For example, plants also produce sugars with fewer carbons than the sugar that we eat, and those sugars and their derivatives could be used as building blocks for plastics. The material has to be stable just enough, and strong enough, to hold up in another life as, say, a plastic bag. By focusing on biomass that’s not edible and not toxic — think of stalks from corn or leftover parts from harvested sugar cane — researchers will try to prepare new building blocks for plastics such that they don't compete with food sources, do not depend on fossil fuels and can be easily assembled and reassembled.
Then these engineers must figure out how to translate the science into actual societal benefit. That means also exploring the policy and economic elements associated with shifting the foundational building blocks of a product used in almost everything in our daily lives.
The practical implications of this work will certainly relate to cost. Six decades of experience making PET and using it in multiple products means six decades of being able to find cost efficiencies along the way. It will still take some time for any new building blocks that could replace PET, even if they are superior in performance and for the environment, to find all possible efficiencies and cost savings.
Over the next four years, up to five UD graduate students will play a role in this interdisciplinary research, from the machine learning that will be used to explore existing research literature and gaps in knowledge, to the chemistry of the components, to the economics of their application and recycling.
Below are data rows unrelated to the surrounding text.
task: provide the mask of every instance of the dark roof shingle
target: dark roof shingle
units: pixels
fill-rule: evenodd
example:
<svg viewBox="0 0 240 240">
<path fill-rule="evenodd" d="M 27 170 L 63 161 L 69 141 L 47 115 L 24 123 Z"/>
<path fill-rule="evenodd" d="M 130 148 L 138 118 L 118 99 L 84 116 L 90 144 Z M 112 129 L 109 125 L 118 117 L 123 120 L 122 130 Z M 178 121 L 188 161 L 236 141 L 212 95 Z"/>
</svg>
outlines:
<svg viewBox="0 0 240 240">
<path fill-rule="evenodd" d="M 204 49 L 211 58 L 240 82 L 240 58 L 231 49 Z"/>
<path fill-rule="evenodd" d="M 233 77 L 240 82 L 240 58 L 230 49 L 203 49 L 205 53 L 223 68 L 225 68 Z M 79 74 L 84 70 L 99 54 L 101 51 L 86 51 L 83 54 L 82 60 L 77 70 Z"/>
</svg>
“There’s a vast amount of information there,” said Hui Fang, an associate professor with the Department of Electrical and Computer Engineering. “We’re trying to develop a machine learning-based technique that can first extract information automatically from the literature and then allow the researchers to see what’s missing.”
From Wastefulness to Sustainability
With so much waste in the world — up to one-third of the food resources produced are actually wasted — it would be incredibly beneficial to find ways to reuse those tossed corn husks or the leftover fibers from sugar cane, particularly as we try to avoid 1.5 degrees Celsius of atmospheric warming due to greenhouse gas emissions. At the United Nations Climate Change Conference in Glasgow, experts emphasized that exceeding that level of warming will not only be catastrophic, but will be impossible if world nations cannot curb their reliance on fossil fuels.
The idea of a “circular economy,” in which products are produced, consumed and reused — as opposed to the “linear” way the world currently produces, consumes and trashes most products — could literally be that change the world needs. From the molecular beginnings of plastic products, energy is used and waste created. But is it possible to reduce this amount of energy and could the waste be reused in another production process?